Abstract Expressionism and Other Modern Works: The Muriel Kallis Steinberg Newman Collection in The Metropolitan Museum of Art captured the unprecedented purity of revolutionary abstract artists working in and around Washington Square Park. Ms. Marci Kwon provided in depth insight into the sublimely bombastic world of Abstract Expressionists working in and around New York City during the 1940’s. The Met exhibition presented fifty-five works that were assembled by Muriel Kallis Steinberg Newman, who was one of the most forward thinking and astute collectors of her time. The exhibition catalogue includes: Jackson Pollock’s Number 28, 1950, which stands as a prime example of the artist’s most abstract work. In addition, Attic, 1929, by Willem de Kooning and Franz Kline’s Nijinsky (1950) stand as visceral expressions derived from the intuitive, undisturbed streams of consciousness. Artists like Mark Rothko created their own visual language by which they were able to record their feelings about society and the human condition. Artists like Jackson Pollock, Jasper Johns and Robert Rauschenberg worked exclusively in and around Washington Square Park and were known as ‘The Club.’ They shared studio space and interacted daily in dynamic meetings at infamous cafeteria and bars around the Washington Square Park.

The Muriel Kallis Steinberg Newman Collection is the only existing collection of Abstract Expressionist works that were amassed at the time of their creation. I was fascinated by Ms. Steinberg’s collecting philosophy and her vision. Ms. Kwon extrapolated on this avant-garde collector who saw the Abstract Expressionists as social revolutionaries whose work, through medium, color, form, scale and texture reflected a new vision. Ms. Newman was known for her intelligence and enthusiasm and merged her history as a painter, her love for New York, and her intuitive eye for modern art into one of the most important collections of Abstract Expressionist art in the world.
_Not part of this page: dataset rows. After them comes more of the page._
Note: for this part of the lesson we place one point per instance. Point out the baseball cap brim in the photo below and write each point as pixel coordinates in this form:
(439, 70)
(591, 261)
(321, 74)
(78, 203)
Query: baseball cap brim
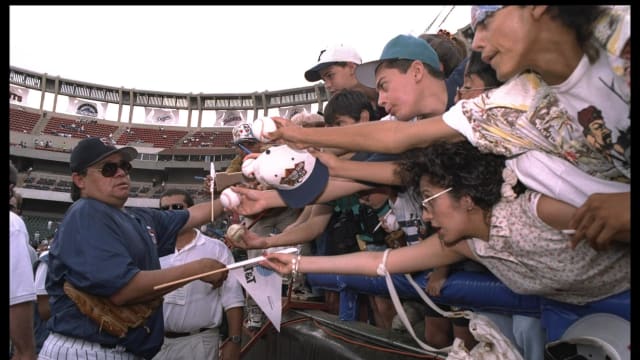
(128, 154)
(366, 73)
(592, 339)
(313, 74)
(309, 190)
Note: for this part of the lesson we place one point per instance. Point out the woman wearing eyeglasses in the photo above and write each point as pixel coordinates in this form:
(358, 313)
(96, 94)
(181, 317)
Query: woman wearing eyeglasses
(107, 250)
(557, 62)
(482, 214)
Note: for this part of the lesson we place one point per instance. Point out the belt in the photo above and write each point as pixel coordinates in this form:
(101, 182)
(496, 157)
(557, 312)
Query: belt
(173, 335)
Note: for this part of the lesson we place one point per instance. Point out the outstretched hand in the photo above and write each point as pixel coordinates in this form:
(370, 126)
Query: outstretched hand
(288, 133)
(329, 159)
(250, 240)
(216, 280)
(602, 219)
(279, 262)
(251, 201)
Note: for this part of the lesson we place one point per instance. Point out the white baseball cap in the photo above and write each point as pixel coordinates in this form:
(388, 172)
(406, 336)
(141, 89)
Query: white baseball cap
(330, 56)
(298, 176)
(596, 336)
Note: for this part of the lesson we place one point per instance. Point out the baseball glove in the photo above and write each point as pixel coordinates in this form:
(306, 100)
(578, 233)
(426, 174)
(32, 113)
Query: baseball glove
(114, 319)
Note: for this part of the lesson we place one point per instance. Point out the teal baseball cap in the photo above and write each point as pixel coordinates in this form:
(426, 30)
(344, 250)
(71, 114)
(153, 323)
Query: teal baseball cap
(405, 47)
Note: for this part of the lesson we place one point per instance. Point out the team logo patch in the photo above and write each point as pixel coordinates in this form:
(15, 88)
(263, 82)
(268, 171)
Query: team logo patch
(294, 175)
(152, 234)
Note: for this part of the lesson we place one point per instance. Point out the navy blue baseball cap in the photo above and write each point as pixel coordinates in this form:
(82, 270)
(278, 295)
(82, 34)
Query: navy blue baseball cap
(405, 47)
(298, 176)
(91, 150)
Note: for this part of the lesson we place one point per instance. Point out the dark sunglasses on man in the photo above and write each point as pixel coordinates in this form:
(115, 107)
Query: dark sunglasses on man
(172, 207)
(110, 169)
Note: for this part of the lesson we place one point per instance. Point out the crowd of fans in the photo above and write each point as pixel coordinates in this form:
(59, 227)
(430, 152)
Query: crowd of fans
(509, 157)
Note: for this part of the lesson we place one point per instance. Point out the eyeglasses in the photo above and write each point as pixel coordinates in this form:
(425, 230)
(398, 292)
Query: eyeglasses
(462, 90)
(110, 169)
(426, 204)
(172, 207)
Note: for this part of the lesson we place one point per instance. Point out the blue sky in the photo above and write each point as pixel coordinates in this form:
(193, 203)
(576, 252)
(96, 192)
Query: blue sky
(209, 49)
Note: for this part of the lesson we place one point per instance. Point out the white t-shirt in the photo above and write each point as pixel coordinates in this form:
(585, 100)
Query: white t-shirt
(526, 114)
(41, 276)
(21, 285)
(197, 305)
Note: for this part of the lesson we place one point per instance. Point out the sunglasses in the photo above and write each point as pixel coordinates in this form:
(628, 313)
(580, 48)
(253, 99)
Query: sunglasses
(172, 207)
(110, 169)
(426, 203)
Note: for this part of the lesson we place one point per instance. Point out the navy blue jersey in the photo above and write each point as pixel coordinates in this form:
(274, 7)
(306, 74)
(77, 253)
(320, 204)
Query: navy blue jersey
(99, 249)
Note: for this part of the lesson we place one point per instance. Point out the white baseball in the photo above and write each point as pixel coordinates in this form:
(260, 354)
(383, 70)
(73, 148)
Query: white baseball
(229, 198)
(263, 126)
(248, 168)
(391, 222)
(235, 233)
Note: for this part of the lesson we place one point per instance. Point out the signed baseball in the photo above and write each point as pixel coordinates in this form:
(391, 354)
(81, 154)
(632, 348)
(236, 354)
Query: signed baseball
(229, 199)
(235, 233)
(248, 168)
(262, 126)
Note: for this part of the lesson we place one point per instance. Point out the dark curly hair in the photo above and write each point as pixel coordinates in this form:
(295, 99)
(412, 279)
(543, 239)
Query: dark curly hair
(458, 165)
(582, 19)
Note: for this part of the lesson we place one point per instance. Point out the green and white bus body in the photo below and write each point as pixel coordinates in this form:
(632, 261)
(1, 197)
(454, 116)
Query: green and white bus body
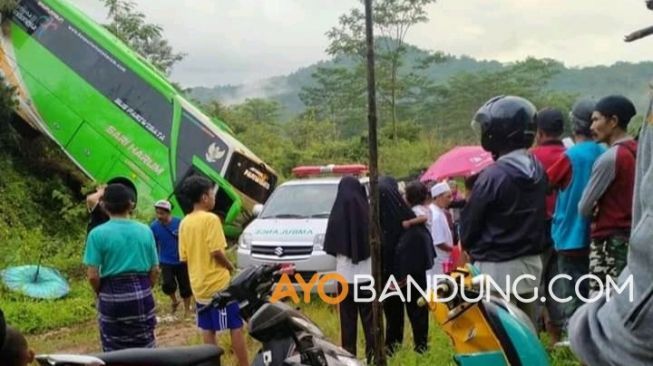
(115, 115)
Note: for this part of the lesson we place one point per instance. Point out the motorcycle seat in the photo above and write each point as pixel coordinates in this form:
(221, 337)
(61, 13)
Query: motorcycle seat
(179, 356)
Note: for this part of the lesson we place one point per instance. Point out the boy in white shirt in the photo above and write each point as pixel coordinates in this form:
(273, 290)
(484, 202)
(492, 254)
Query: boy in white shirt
(440, 231)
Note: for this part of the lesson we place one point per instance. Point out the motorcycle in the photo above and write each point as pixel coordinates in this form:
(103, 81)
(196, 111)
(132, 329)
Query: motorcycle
(487, 331)
(288, 337)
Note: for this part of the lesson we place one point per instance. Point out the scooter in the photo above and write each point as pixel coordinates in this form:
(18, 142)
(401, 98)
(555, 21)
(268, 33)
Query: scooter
(489, 331)
(288, 337)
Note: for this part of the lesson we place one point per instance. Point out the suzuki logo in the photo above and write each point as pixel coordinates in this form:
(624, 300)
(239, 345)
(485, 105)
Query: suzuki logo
(214, 153)
(278, 251)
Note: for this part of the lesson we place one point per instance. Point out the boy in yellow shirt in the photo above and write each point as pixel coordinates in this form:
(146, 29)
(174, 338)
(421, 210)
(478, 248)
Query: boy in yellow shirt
(202, 246)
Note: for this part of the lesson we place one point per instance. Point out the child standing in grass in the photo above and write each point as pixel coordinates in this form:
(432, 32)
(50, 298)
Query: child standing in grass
(417, 196)
(122, 267)
(202, 246)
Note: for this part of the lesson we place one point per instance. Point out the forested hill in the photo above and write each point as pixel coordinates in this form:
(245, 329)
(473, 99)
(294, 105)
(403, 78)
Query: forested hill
(623, 78)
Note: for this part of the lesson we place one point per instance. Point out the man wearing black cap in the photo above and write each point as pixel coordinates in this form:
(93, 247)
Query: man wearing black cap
(549, 148)
(571, 231)
(608, 197)
(97, 214)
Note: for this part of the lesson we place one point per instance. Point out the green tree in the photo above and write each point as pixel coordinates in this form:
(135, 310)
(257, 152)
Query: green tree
(130, 26)
(392, 20)
(448, 109)
(338, 96)
(258, 110)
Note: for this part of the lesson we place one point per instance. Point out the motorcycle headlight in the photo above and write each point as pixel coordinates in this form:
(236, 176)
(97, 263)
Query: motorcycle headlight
(318, 242)
(245, 241)
(307, 326)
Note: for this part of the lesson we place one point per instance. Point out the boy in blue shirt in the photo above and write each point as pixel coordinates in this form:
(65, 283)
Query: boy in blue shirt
(174, 273)
(122, 267)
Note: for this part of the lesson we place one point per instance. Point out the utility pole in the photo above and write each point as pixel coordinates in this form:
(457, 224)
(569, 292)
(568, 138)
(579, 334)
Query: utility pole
(375, 241)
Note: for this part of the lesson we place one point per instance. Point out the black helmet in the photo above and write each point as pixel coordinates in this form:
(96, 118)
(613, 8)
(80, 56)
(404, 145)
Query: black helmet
(581, 117)
(506, 123)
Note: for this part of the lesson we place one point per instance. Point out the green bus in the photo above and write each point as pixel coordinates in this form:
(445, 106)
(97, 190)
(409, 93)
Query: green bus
(116, 115)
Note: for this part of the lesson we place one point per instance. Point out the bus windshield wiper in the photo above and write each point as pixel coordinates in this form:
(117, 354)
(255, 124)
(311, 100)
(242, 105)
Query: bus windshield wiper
(287, 216)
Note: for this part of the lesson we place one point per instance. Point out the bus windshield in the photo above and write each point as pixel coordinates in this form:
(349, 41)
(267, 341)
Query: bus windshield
(301, 201)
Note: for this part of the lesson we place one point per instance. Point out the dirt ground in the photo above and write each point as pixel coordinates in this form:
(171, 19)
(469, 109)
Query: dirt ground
(84, 338)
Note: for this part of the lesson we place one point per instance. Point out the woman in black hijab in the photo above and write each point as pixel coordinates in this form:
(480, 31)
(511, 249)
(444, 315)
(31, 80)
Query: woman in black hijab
(404, 252)
(346, 239)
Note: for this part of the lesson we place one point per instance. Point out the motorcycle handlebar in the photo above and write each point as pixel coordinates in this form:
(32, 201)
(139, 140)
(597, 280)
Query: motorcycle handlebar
(264, 278)
(644, 32)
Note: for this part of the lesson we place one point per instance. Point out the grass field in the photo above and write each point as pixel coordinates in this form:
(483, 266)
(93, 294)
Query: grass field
(68, 325)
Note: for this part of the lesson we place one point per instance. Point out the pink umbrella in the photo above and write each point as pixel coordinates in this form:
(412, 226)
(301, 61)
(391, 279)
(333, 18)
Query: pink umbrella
(461, 161)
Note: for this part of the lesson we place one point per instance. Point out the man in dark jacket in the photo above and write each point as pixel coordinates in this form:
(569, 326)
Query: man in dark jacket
(503, 224)
(548, 149)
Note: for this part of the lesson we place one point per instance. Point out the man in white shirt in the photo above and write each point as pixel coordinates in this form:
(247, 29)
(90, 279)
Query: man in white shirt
(440, 231)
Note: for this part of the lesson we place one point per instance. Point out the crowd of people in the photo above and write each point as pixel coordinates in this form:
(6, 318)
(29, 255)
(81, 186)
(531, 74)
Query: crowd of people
(541, 209)
(125, 258)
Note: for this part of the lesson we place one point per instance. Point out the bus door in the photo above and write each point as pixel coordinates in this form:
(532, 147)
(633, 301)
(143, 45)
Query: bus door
(148, 190)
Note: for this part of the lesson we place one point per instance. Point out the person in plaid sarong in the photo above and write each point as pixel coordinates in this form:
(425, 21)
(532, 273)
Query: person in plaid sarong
(122, 266)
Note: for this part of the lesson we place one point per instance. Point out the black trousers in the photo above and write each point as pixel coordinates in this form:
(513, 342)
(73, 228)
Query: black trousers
(349, 311)
(393, 307)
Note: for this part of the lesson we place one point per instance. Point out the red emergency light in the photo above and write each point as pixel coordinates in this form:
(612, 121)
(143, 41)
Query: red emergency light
(313, 170)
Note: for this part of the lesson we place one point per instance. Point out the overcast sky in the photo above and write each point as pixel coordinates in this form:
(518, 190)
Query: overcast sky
(237, 41)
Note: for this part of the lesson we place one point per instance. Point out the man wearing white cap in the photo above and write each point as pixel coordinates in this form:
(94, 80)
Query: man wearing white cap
(440, 231)
(174, 273)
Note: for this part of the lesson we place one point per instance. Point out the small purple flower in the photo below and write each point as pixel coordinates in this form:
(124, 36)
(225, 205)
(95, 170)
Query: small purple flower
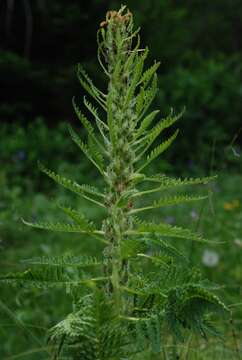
(21, 155)
(194, 215)
(170, 219)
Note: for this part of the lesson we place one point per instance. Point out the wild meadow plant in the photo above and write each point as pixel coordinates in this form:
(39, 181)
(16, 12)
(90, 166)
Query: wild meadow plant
(140, 294)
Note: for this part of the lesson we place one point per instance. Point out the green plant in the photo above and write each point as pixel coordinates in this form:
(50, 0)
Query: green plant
(141, 294)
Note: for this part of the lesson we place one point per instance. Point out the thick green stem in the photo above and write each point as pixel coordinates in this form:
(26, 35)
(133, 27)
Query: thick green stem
(121, 117)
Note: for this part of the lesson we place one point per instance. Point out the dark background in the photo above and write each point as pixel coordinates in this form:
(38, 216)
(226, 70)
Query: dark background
(197, 41)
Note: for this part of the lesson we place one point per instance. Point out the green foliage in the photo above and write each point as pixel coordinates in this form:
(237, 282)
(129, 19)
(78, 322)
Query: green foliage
(123, 303)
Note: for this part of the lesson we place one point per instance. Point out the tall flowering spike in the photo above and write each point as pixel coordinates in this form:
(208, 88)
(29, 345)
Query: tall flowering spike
(126, 305)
She was born in Chicago in 1914 and attended the School of the Art Institute of Chicago, the Institute of Design, and the University of Chicago. In 1938, she married Jay Z. Steinberg. She loved to visit New York. In 1949 on one of her excursions in the city one of her art professors from Chicago introduced her to ‘The Club.’ Steinberg was immediately drawn to their ideals and the aesthetic behind them and Ms. Newman proceeded to collect their work with great discernment. By 1954 she had amassed a collection of superb paintings by Pollock, de Kooning, Kline, and Rothko.

I was moved by the passionate gestural brash work featured in Franz Klines 1950 Nijinsky. Ms. Kwon explained that Kline projected sketches on an overhead onto a window shade that he would affix to a wooden frame. Kline proceeded to paint abstract forms onto his makeshift canvasses and would use old newspapers to blot out undesired sections of his work. Experiencing this exhibition while learning about the social history of Washington Square Park has inspired my personal interest in painting and design. I look forward to further exploring the material culture that surrounds these revolutionary artists.